I have been eyeing this bag ever since I saw it at SHOT Show in January. I finally got my hands on one, and wanted to give you a review, so here we go. I ordered this backpack from GunGoddess. The checkout process was easy and painless – I even used some of my rewards points, so I got it for 20% off and free shipping! The box arrived on my front porch in two days, and boy was I excited!
I first have to say that there is nothing “Mini” about the Mini Tobago. This is not a tiny bag. It’s still definitely a daypack, and not a weekend pack, but there are plentiful pockets, and zippered compartments to keep all kinds of gear organized.
I ordered the version that was gray with pink stitching, and it is much prettier in person than the photos online. I have a Voodoo Tactical bright pink range bag, and although I love that bag and have gotten lots of use from it, this backpack is beautiful in a more subdued and subtle way. It’s still a little feminine, but it just doesn’t scream about it, like the hot pink bag does.
This bag does have plenty of features that scream “badass” though – LOL – like accommodating a hydration system (which I don’t currently have, but have been meaning to investigate). The bag itself is made of heavy pack cloth (unlike the stinky vinyl type cheapo bags out there). There are heavy duty zippers with paracord pulls, multiple exterior pockets, and the pack is covered all over with webbing so you can attach exterior accessory pockets/bags if you wish. I may eventually do that with my trauma kit to make it more easily accessible.
There are mesh zippered interior pockets, and two of what I call “administrative panels”, (I’m not sure what you really call them.) You know – the place that has all the pen sleeves, and mini flapped or zipper pockets so you don’t lose your chapstick and your cough drops and your keys? Yeah that. There’s TWO of them. There is no dedicated key clip, but my keys are on a carabiner, so they were easily clipped to one of the several paracord interior zipper pulls, for ease of access. The exterior pockets and main compartment also have drain grommets at the bottom of each. I HOPE I don’t ever need those, but for those who do – this bag is prepared.
I hadn’t originally planned on using this backpack as a range bag, but since I had an IDPA match the day after the pack arrived, I thought I would give it a test run that way anyhow, just to see.
Pictured is the gear I took to the match. As you can see in the photos, just the bottom front pocket compartments held 4 magazines and 200 rounds of 9mm ammo. Granted, it was those little compact boxes of Sellier & Bellot, but 200 rounds is 200 rounds. The upper front compartment was roomy enough for my knife, a pen, my Surefire flashlight, sunscreen, hand wipes, a rain poncho, plus unused space. The main compartment held my pistol case, trauma kit, eye and ear pro, holster, and mag pouches. There was a still some room to spare there as well. The side pockets held my belt, snacks, and a water bottle. Actually, after I took the photo, I decided that since I was going to wear the belt anyway, I’d replace it in the side pouch with a second water bottle.

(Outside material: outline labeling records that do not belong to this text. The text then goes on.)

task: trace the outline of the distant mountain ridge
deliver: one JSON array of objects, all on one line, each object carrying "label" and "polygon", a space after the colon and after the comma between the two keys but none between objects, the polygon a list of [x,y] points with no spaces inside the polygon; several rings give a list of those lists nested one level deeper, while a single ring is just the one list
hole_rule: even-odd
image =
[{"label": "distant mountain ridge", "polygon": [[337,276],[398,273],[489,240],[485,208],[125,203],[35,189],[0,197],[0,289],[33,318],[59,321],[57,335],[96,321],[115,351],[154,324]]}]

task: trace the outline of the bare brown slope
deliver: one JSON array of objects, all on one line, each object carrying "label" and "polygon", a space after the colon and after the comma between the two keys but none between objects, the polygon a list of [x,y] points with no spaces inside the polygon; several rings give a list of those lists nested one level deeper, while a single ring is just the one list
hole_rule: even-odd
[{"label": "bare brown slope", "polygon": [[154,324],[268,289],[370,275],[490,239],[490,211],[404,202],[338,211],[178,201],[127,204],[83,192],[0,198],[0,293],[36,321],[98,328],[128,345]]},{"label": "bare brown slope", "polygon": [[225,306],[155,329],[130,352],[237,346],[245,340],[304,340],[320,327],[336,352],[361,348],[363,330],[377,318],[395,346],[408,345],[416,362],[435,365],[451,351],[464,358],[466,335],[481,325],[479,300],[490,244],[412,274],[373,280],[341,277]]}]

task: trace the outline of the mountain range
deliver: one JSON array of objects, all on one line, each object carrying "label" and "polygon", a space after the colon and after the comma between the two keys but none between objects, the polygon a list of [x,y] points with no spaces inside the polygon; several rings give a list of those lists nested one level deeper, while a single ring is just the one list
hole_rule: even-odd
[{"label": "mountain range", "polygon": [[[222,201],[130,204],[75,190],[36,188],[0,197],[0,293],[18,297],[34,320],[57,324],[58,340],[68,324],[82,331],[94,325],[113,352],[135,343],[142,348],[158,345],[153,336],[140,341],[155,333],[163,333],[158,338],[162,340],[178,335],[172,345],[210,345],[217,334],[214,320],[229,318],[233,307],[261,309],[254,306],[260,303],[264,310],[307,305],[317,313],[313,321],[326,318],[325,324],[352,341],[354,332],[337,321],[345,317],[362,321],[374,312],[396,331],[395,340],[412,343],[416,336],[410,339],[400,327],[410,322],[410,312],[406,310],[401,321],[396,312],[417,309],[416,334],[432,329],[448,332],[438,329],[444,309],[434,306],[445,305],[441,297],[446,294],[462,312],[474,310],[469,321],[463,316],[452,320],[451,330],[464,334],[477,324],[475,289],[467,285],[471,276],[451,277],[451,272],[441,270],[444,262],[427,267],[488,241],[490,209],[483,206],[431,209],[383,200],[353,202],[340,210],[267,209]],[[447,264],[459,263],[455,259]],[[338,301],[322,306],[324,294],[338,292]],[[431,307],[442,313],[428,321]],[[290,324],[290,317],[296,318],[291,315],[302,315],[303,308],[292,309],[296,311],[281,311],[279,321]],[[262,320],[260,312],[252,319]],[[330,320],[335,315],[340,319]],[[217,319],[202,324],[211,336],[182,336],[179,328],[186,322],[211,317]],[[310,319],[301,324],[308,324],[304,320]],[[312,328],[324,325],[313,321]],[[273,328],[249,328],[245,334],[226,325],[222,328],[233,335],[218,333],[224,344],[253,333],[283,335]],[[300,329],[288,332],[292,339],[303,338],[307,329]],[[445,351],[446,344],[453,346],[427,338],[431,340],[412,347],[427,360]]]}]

Though as I mentioned before, I was not originally planning to use this pack as a range bag, it nonetheless proved its storage capacity and weight-bearing capacity for me during this test. I usually struggle a bit with managing the weight and awkwardness of my heavy range bag – even with a shoulder strap. With this pack, between the top handle and the shoulder straps, lugging my gear around turned out not to be “lugging” at all. My shoulder didn’t hurt, and I didn’t have to hold my hip at an odd angle to balance the load, like I do for my regular range bag. The weight rested easily on my shoulders via the heavily padded shoulder straps. The area of the pack that rests against one’s lower back was also heavily padded. I had zero discomfort handling this pack all day. I’m even thinking this might become my new SHOT Show bag.
For a second test, I decided to take this bag for a day outing on a tour boat. The pack accommodated a soft insulated cooler – containing my shrimp, pasta salad, homemade bread, and wine slushie (I was treating myself for Independence Day), a shemaugh and bandana (for tablecloth and napkin), and extra water bottles, with room to spare.
For a third test, I took this pack for a state park trail hike, and then a lake beach stop. The pack easily held two water bottles, my lunch, park maps, beach blanket, etc. As well as the knife, flashlight, hand wipes and other miscellaneous “be prepared” supplies that I left in the pack from the last range trip. The padded shoulder straps were quite comfortable during my hike, and the adjustable chest strap/buckle ensured that the straps didn’t slip around.
My final analysis is that the Voodoo Tactical Mini Tobago Pack has proven itself to be a great all-around, multi-purpose day pack. It is sturdy and roomy, without being so oversized as to be unwieldy for grab-and-go use. But it also has the features of a much larger “tactical” pack, making it capable and organized where other daypacks fail. I give it two enthusiastic thumbs up.